Dessa percepção nasceu a ciência do sistema Terra. Dela se derivou a teoria Gaia, que não é tema da "New Age", mas resultado da observação científica. Ela oferece a base para políticas globais de controle do aquecimento da Terra, que, para sobreviver, tende a reduzir a biosfera e até o número dos organismos vivos, não excluídos os seres humanos.

Emblemática foi a COP-15 sobre as mudanças climáticas em Copenhague. Como a maioria na nossa cultura é refém do vezo da atomização dos saberes, o que predominou nos discursos dos chefes de Estado eram interesses parciais: taxas de carbono, níveis de aquecimento, cotas de investimento etc. A questão central era outra: que destino queremos para a totalidade que é a nossa Casa Comum? Que podemos fazer coletivamente para garantir as condições para Gaia continuar habitável por nós e por outros seres vivos?

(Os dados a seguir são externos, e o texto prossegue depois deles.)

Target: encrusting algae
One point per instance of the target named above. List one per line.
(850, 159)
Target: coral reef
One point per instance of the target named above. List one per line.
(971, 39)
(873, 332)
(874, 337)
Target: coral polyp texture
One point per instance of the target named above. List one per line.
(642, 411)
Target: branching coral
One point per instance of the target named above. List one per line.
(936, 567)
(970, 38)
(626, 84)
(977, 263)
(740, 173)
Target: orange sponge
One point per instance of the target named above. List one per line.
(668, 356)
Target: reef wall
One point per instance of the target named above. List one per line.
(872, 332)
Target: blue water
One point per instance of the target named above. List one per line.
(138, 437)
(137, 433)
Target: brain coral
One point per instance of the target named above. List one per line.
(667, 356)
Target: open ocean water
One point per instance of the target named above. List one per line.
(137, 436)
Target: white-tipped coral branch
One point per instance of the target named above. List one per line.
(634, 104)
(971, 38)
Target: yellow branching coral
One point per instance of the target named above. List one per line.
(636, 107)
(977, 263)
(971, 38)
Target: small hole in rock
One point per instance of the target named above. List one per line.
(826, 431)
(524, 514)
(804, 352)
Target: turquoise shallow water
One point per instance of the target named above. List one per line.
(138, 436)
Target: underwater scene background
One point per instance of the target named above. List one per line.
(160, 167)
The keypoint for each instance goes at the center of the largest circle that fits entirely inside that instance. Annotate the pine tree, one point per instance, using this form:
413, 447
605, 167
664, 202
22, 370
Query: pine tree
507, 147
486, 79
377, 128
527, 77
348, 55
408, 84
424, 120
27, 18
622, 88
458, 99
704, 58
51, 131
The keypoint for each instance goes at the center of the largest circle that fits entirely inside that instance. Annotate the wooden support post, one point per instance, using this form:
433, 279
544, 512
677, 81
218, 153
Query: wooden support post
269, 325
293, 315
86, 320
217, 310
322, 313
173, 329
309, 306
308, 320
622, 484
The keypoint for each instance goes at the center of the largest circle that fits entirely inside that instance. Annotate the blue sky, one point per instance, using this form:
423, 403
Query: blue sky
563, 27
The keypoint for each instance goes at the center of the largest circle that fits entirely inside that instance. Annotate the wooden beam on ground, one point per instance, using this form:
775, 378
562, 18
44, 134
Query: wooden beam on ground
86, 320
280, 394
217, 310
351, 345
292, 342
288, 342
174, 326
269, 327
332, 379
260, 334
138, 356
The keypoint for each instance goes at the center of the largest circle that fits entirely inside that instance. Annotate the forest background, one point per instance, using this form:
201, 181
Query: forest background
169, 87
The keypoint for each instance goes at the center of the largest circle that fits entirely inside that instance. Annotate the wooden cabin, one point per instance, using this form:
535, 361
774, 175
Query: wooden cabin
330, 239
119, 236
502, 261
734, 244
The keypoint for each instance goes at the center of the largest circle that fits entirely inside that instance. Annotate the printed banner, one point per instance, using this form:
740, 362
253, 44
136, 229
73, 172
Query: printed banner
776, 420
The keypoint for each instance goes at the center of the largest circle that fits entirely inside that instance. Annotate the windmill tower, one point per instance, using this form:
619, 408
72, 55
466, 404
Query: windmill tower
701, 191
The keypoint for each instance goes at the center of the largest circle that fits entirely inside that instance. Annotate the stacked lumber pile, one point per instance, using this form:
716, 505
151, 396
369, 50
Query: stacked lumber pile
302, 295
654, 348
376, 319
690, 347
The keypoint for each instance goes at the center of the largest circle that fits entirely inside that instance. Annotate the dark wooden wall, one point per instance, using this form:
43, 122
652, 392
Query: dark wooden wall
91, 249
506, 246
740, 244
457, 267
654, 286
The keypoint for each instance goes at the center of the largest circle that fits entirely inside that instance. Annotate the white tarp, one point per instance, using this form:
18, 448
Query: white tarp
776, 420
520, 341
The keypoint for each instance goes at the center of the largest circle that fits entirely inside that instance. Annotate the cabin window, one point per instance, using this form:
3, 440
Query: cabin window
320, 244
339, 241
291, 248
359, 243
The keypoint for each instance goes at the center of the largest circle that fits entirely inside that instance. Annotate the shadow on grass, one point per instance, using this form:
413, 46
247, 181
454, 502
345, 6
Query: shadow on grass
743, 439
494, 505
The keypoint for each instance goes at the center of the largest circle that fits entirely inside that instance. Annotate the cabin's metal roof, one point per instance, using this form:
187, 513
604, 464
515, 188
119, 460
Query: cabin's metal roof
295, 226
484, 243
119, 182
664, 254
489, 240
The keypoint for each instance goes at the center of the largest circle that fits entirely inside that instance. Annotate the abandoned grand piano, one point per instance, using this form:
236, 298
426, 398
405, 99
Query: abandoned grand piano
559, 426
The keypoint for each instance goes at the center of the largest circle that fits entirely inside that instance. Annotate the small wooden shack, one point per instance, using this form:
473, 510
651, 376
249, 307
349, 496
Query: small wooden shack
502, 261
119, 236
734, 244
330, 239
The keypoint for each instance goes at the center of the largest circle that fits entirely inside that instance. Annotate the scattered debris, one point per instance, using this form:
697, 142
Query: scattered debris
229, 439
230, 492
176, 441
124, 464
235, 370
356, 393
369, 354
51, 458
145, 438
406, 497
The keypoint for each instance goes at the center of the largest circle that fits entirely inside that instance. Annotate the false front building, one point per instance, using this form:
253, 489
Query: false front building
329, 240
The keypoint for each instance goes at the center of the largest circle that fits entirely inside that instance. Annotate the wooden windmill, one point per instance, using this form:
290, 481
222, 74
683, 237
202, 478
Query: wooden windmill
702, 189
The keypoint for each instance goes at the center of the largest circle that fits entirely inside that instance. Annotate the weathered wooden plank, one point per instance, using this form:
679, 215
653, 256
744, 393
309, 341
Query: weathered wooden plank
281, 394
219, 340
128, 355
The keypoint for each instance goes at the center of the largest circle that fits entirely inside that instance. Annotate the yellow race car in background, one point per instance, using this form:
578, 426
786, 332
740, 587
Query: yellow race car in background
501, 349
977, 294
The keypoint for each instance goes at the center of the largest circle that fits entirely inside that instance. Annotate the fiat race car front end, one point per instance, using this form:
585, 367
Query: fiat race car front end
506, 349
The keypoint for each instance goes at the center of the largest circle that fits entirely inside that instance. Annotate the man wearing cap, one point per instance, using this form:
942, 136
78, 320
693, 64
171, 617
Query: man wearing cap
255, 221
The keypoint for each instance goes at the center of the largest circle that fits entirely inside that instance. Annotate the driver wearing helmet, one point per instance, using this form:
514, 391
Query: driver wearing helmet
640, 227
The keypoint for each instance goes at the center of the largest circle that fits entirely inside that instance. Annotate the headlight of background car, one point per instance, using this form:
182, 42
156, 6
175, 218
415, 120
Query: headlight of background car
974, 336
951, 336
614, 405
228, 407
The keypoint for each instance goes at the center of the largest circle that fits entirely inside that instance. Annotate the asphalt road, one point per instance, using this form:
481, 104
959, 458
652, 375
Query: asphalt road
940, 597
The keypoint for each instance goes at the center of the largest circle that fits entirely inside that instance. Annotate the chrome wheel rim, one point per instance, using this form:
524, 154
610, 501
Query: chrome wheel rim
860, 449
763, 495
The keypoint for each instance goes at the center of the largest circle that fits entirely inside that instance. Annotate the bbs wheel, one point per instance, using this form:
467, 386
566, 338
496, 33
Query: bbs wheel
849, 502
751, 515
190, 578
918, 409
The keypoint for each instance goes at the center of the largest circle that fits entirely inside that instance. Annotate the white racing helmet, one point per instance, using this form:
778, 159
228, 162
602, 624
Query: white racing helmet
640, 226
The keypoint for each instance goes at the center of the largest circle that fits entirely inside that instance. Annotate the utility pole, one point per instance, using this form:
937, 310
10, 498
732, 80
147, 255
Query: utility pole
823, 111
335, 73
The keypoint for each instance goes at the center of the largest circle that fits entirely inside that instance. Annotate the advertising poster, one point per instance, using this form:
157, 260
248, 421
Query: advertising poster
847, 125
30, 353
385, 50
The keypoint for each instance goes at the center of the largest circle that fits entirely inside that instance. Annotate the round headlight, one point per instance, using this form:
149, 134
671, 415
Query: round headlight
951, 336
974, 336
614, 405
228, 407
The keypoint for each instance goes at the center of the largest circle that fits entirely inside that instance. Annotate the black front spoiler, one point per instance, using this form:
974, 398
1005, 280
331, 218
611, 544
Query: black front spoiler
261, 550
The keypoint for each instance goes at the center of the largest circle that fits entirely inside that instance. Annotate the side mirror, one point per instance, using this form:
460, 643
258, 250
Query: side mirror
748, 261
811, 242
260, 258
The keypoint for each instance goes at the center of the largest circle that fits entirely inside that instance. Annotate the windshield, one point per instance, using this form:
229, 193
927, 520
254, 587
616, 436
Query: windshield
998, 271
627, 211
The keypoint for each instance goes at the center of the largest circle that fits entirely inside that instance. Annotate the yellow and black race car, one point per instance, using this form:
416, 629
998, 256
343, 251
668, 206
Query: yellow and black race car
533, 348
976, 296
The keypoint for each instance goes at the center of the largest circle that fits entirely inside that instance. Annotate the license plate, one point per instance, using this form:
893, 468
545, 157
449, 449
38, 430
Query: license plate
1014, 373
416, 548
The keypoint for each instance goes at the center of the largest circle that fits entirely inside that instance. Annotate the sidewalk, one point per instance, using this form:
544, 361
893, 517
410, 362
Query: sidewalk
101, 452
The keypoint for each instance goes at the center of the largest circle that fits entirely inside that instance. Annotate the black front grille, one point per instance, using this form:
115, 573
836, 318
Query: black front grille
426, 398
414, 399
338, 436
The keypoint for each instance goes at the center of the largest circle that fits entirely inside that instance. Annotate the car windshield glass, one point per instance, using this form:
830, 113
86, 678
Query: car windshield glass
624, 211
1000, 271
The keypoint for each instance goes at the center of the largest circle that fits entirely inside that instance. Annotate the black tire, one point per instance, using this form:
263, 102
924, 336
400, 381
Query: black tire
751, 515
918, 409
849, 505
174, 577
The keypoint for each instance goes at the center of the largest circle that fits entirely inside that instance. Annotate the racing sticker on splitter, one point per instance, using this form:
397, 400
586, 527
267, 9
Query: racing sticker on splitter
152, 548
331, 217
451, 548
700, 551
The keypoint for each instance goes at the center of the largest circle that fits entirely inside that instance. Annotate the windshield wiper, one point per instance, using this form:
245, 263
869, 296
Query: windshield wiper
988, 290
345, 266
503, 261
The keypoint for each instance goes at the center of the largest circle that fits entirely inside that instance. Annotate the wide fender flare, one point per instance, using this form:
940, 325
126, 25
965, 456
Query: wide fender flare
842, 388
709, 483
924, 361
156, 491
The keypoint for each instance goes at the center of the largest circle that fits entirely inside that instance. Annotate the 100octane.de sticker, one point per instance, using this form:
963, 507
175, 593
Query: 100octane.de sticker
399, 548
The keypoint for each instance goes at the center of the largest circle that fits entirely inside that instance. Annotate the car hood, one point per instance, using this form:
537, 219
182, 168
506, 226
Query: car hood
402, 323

Esses são problemas globais que transcendem nosso paradigma de conhecimento especializado. Temos que desenvolver urgentemente a capacidade de somar, de interagir, de religar, de repensar, de refazer o que foi desfeito e de inovar. Esse desafio se dirige a todos os especialistas para que se convençam de que a parte sem o todo não é parte. Da articulação de todos esses cacos de saber redesenharemos o painel global da realidade a ser compreendida, amada e cuidada. Essa totalidade é o conteúdo principal da consciência planetária, esta sim, a era da luz maior que nos liberta da cegueira que nos aflige.